Hey there, this might be a bit of a newbie questio...
# statsforecast
b
Hey there, this might be a bit of a newbie question, but I'm a bit confused on cross-validation. I tried the AI in the docs but it seemed to contradict itself. When setting a fixed test size, what does de n_windows parameter do? What would be the number of folds in the cross-validation?
m
Hi @Blauzo the
n_windows
is somehow the equivalent to the number of folds. The difference of course is that the windows need to be one after another due to the sequential nature of the data. We have a visualization in the neuralforecast tutorial for cross-validation that I think explains it better. See here
the orange rectangles are the windows
b
I see, so if I want to test over 20% of the data I would set the test size to 20% of the length. The cross-validation would then chain window over the step size until it reaches the of the test size? Therefore the number of folds would be test-legnth // step_size?
m
Let me give you a concrete example to illustrate how
n_windows
and
step_size
interact.

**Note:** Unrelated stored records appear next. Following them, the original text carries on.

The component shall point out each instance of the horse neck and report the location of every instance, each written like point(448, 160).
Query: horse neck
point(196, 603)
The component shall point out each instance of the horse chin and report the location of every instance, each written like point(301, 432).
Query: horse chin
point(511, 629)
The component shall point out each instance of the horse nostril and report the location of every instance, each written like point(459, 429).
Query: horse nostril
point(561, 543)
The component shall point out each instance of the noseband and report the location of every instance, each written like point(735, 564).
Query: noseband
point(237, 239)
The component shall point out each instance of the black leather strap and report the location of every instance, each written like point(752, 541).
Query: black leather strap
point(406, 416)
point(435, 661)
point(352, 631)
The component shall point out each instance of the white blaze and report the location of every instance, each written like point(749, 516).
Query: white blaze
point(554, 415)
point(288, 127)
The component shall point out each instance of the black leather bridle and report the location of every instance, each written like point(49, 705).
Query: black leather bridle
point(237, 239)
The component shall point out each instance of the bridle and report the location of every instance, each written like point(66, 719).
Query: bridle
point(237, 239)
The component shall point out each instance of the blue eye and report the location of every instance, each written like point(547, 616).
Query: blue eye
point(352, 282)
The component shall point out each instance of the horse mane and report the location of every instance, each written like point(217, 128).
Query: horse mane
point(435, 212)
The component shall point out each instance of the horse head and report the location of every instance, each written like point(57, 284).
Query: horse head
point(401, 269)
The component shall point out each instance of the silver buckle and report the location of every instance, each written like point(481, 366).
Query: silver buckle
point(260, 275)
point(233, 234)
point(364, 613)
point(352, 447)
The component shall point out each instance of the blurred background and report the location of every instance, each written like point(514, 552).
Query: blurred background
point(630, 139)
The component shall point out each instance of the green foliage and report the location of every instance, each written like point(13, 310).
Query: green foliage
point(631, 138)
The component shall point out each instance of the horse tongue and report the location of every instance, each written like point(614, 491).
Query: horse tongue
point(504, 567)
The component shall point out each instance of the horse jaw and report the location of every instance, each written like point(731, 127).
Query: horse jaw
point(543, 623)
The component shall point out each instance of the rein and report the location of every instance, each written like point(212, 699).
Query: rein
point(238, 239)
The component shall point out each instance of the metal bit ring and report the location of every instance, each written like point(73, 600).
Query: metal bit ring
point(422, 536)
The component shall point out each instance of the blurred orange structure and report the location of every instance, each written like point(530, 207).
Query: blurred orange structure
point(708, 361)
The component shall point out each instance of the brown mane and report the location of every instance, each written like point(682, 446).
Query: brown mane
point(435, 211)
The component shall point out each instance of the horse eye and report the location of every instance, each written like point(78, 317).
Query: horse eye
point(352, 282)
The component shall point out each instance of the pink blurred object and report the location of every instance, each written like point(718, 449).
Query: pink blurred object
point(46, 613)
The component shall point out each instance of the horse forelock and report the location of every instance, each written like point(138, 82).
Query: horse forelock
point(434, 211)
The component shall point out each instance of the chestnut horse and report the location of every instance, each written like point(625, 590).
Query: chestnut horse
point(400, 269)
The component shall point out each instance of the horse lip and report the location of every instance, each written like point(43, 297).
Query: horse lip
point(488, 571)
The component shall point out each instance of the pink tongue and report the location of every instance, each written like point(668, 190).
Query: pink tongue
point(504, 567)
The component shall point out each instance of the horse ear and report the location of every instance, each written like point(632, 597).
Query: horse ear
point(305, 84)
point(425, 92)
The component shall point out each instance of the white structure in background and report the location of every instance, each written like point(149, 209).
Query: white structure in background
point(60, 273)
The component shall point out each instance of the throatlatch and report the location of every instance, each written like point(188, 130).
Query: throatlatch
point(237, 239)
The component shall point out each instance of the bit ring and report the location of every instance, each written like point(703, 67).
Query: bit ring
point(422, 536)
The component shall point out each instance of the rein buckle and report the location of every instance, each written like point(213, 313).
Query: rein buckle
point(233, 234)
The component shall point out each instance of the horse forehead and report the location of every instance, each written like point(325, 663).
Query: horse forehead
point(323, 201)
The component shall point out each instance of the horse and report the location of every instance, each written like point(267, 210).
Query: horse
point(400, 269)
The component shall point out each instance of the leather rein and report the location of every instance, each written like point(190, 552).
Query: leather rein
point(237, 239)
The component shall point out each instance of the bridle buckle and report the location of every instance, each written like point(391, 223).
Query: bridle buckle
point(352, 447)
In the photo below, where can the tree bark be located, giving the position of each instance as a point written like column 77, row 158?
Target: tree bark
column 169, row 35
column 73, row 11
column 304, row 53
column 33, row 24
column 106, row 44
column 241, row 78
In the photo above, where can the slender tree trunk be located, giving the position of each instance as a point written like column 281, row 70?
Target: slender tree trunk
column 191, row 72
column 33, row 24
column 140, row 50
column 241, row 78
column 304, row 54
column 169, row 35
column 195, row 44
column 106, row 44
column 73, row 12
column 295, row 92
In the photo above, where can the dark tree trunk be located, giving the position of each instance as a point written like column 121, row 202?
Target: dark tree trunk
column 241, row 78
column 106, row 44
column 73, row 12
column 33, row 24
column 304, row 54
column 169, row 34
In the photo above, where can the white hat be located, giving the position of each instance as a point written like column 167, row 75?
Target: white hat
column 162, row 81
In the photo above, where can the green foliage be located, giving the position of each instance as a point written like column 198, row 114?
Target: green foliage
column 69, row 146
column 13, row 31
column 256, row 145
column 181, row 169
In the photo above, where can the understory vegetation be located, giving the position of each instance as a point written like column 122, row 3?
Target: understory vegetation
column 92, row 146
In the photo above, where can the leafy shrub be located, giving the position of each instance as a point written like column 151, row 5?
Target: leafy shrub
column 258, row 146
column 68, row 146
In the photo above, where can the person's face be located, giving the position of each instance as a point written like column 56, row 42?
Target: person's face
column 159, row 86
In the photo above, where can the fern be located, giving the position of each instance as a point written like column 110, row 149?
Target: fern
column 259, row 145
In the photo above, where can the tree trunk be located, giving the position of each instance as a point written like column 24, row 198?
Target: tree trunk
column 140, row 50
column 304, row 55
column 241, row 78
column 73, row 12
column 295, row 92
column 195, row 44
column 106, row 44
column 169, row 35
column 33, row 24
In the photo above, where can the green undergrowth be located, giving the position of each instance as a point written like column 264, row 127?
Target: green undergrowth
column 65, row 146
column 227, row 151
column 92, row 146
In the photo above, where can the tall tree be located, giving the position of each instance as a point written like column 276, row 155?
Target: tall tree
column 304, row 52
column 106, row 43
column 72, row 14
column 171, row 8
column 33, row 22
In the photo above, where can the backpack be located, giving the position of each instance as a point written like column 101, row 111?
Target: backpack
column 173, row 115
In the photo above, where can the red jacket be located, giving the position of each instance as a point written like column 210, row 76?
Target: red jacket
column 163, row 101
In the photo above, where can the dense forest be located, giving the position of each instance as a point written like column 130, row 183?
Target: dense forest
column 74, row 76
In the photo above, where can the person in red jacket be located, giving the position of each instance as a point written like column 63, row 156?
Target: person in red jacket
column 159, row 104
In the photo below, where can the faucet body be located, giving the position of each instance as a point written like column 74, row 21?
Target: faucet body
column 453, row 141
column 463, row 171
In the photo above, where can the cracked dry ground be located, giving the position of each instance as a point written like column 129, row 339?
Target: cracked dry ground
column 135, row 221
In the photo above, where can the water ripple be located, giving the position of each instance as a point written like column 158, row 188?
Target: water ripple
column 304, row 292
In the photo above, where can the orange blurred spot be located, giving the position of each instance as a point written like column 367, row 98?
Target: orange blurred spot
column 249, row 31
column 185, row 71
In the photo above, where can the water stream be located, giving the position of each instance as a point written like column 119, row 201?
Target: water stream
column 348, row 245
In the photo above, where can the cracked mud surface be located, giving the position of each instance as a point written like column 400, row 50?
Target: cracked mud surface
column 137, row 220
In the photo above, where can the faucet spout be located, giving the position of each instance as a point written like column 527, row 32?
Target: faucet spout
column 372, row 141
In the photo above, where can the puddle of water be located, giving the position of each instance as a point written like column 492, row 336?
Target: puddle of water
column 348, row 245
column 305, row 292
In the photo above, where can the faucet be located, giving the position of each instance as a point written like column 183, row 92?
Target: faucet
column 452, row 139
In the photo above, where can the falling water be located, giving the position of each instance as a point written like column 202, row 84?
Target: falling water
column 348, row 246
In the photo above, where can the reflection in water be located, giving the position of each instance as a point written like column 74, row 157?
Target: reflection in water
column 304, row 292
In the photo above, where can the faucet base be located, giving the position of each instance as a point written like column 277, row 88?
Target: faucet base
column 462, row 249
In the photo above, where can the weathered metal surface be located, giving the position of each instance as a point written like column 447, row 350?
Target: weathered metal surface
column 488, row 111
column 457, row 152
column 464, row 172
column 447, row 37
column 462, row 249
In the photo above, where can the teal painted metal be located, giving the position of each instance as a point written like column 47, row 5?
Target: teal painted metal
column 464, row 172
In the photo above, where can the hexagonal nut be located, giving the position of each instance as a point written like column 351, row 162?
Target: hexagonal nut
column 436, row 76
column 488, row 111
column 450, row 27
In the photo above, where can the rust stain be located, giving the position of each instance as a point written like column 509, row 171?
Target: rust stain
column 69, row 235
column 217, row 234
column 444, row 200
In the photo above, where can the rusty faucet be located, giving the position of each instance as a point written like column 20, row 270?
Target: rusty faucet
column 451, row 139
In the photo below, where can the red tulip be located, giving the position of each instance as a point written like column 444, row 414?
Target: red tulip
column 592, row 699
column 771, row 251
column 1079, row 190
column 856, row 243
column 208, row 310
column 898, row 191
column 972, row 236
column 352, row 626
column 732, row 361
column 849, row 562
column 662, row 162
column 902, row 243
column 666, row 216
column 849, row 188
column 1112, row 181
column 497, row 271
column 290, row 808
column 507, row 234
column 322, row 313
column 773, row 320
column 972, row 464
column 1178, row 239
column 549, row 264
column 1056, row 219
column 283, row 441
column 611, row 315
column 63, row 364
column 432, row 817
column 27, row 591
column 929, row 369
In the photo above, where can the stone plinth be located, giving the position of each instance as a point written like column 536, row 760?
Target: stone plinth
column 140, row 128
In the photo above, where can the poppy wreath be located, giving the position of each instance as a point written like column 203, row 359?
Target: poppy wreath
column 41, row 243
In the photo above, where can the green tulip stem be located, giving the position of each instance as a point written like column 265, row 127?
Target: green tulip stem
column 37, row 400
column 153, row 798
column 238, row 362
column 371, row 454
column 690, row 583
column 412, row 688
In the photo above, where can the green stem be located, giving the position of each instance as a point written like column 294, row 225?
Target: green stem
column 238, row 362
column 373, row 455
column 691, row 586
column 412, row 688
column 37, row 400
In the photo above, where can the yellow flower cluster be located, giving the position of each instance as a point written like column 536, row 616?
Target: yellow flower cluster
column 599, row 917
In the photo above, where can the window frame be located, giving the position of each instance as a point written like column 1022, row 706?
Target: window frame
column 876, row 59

Suppose you have hourly data and you set
n_windows=3
and
step_size=24
. Then you will have 3 test sets: 1. The first test set uses all the data except the last 72 hours. 2. The second test set uses all the data except the last 48 hours. 3. The third test set uses all the data except the last 24 hours.
If your goal is to test on 20% of your data, you’ll need to adjust
n_windows
and
step_size
accordingly. In the previous example, I used 24 hours = 1 day. However, you also need to consider the context of your data since sometimes you may want to test a specific portion of it. For example, if you are working with retail data, you might want one of the windows to include a promotional period.